Há muitas formas de encarar a cozinha vegetariana. O mais importante é que ela tenha uma identidade própria. É o que acontece no Encanto, que acaba de receber a primeira estrela Michelin.
A “chuva de estrelas” Michelin, numa cerimónia realizada em Toledo na noite de 22, acabou por, no caso de Portugal, ser uma chuvinha ligeira, mas mesmo assim com um marco importante: Encanto, o restaurante vegetariano de José Avillez, em Lisboa, foi o primeiro desta categoria a ganhar a distinção do guia na Península Ibérica.
Há já algum tempo que os inspectores Michelin começaram a reconhecer a excelência de cozinhas vegetarianas um pouco por todo o mundo. “Já foi o tempo em que os vegetais num prato tinham apenas um papel secundário junto a ricas entradas de marisco ou pratos principais de carne. Hoje, os vegetais emergem como estrelas de pleno direito em muitas mesas de fine dining”, lê-se no site do guia, num texto precisamente sobre os vegetarianos estrelados, que vão desde uma “refinada cozinha vegetariana budista zen no Japão e China” até à mais “calorosa” versão de um restaurante em Los Angeles.

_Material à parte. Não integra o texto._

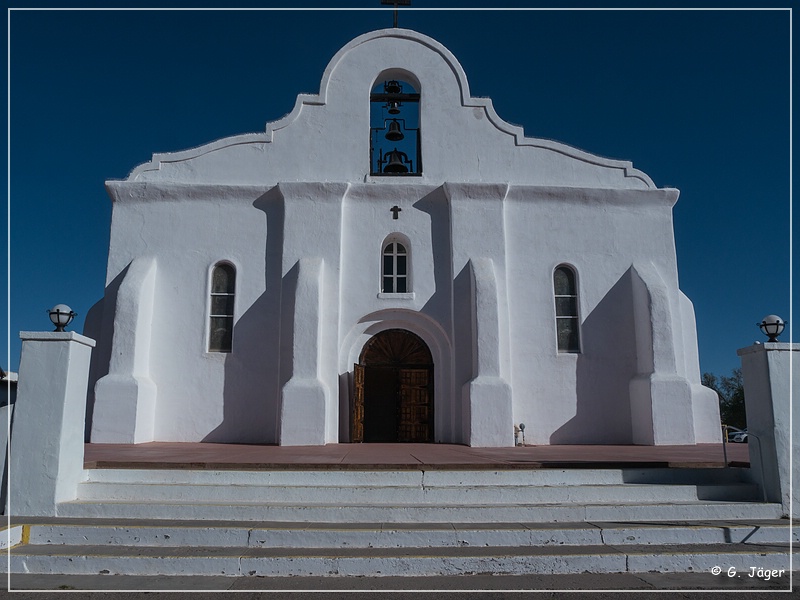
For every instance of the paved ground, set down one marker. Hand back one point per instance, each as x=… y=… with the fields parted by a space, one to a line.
x=414 y=456
x=694 y=586
x=687 y=585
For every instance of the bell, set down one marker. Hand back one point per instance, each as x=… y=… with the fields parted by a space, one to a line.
x=394 y=134
x=392 y=87
x=395 y=163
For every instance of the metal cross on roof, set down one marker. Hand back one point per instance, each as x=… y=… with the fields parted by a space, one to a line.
x=396 y=3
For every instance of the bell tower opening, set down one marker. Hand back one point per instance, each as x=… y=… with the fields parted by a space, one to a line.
x=393 y=400
x=394 y=135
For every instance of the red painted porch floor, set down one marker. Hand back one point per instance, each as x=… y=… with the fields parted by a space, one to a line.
x=182 y=455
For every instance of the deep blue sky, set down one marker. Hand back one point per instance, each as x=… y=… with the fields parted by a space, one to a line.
x=699 y=100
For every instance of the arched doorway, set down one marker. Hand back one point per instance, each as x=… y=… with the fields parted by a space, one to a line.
x=393 y=400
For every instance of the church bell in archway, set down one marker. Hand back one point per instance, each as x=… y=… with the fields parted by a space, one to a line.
x=394 y=134
x=395 y=162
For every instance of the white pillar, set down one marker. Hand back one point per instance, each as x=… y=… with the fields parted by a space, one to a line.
x=487 y=397
x=49 y=419
x=125 y=399
x=305 y=398
x=770 y=372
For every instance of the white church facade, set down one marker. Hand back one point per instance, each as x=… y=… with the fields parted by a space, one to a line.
x=392 y=262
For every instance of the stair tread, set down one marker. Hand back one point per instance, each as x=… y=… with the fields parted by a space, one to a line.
x=344 y=553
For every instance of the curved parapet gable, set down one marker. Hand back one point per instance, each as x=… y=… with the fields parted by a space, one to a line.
x=324 y=137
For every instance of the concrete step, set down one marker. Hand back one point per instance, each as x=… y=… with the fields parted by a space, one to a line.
x=387 y=494
x=377 y=535
x=421 y=513
x=272 y=562
x=421 y=478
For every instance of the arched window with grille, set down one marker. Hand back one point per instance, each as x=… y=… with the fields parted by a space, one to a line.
x=395 y=276
x=566 y=302
x=223 y=291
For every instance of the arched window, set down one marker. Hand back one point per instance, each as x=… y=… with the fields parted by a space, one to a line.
x=394 y=274
x=566 y=298
x=223 y=289
x=394 y=143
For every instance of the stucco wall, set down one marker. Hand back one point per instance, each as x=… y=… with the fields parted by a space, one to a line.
x=296 y=212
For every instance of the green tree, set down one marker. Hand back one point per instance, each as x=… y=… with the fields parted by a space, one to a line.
x=730 y=391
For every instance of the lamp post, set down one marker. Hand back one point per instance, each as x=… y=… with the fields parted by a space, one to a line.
x=61 y=315
x=772 y=326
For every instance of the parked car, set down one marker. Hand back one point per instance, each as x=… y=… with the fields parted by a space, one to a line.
x=739 y=437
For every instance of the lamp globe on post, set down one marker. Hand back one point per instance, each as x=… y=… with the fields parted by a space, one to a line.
x=772 y=326
x=61 y=315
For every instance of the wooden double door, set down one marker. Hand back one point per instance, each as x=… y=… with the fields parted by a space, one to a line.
x=393 y=400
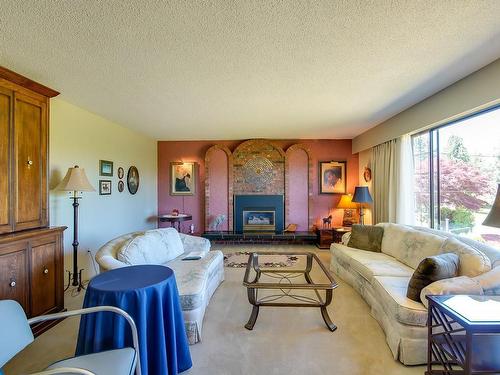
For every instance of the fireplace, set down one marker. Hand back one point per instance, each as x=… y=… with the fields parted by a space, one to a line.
x=258 y=213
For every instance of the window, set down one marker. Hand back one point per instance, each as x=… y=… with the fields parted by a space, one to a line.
x=457 y=169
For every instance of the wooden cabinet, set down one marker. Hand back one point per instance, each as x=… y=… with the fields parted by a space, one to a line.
x=32 y=271
x=24 y=119
x=31 y=255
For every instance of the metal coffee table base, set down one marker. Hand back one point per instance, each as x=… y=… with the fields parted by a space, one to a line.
x=285 y=288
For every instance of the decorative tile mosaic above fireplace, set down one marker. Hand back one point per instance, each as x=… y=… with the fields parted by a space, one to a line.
x=258 y=213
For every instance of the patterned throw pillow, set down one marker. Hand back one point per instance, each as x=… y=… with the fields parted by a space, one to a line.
x=366 y=237
x=431 y=269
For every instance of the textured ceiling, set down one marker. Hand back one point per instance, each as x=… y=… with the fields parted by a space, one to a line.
x=248 y=69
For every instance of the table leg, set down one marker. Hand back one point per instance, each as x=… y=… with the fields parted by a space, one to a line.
x=253 y=318
x=252 y=298
x=324 y=313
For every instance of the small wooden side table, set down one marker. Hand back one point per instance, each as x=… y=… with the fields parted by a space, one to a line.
x=464 y=335
x=325 y=237
x=173 y=219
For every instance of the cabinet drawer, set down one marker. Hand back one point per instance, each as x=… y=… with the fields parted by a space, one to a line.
x=13 y=276
x=43 y=278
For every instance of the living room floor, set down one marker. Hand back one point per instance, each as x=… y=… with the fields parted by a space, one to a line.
x=283 y=341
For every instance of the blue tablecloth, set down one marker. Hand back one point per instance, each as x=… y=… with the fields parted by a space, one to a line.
x=149 y=294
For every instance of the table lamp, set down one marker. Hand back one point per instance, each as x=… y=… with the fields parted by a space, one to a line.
x=362 y=196
x=493 y=218
x=75 y=181
x=348 y=206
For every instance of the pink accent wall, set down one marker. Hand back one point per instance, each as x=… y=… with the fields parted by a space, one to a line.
x=298 y=190
x=218 y=177
x=194 y=151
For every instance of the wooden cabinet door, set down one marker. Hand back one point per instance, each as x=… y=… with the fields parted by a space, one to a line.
x=43 y=277
x=13 y=276
x=6 y=97
x=30 y=159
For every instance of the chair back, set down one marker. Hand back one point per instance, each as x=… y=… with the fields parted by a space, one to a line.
x=15 y=331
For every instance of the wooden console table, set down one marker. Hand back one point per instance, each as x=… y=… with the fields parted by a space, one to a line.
x=173 y=219
x=464 y=335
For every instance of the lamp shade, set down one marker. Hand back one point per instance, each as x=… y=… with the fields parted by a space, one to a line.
x=493 y=218
x=362 y=195
x=346 y=202
x=75 y=180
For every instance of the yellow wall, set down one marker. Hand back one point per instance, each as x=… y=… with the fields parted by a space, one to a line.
x=79 y=137
x=473 y=93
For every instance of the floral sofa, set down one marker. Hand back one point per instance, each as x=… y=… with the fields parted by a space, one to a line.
x=197 y=280
x=382 y=280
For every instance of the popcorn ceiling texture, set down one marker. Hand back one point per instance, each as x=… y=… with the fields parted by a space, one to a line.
x=248 y=69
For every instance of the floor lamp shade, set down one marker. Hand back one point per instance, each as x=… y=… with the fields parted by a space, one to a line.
x=75 y=180
x=493 y=218
x=361 y=196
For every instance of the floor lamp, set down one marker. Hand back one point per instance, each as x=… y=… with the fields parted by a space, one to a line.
x=362 y=196
x=75 y=181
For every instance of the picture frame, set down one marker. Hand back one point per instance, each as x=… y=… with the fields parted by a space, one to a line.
x=133 y=180
x=105 y=168
x=183 y=178
x=120 y=172
x=104 y=187
x=332 y=177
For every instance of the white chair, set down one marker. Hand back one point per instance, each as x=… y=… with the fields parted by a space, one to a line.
x=16 y=335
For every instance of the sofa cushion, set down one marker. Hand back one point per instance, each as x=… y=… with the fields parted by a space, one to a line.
x=192 y=277
x=408 y=245
x=472 y=261
x=432 y=269
x=455 y=285
x=172 y=240
x=368 y=264
x=148 y=248
x=366 y=237
x=392 y=294
x=490 y=281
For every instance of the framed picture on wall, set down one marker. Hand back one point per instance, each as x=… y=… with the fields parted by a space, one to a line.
x=105 y=168
x=332 y=177
x=182 y=178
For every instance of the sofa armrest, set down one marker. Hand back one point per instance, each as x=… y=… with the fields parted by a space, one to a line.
x=194 y=243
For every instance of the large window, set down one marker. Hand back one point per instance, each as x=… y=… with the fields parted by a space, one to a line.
x=457 y=169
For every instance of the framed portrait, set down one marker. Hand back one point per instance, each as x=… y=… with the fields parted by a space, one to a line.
x=332 y=177
x=182 y=178
x=105 y=168
x=133 y=180
x=104 y=187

Na China, por exemplo, o King’s Joy, em Pequim, tem três estrelas Michelin e ainda uma estrela verde que premia a sustentabilidade. Mas se as estrelas distinguem o ambiente requintado deste espaço numa casa com um pátio e uma sala de jantar com tecto de vidro, são igualmente capazes de valorizar o ambiente muito mais punk, urbano e industrial (mas sempre vegetariano) de um local como o Cookies Cream, em Berlim (uma estrela), situado numa antiga discoteca.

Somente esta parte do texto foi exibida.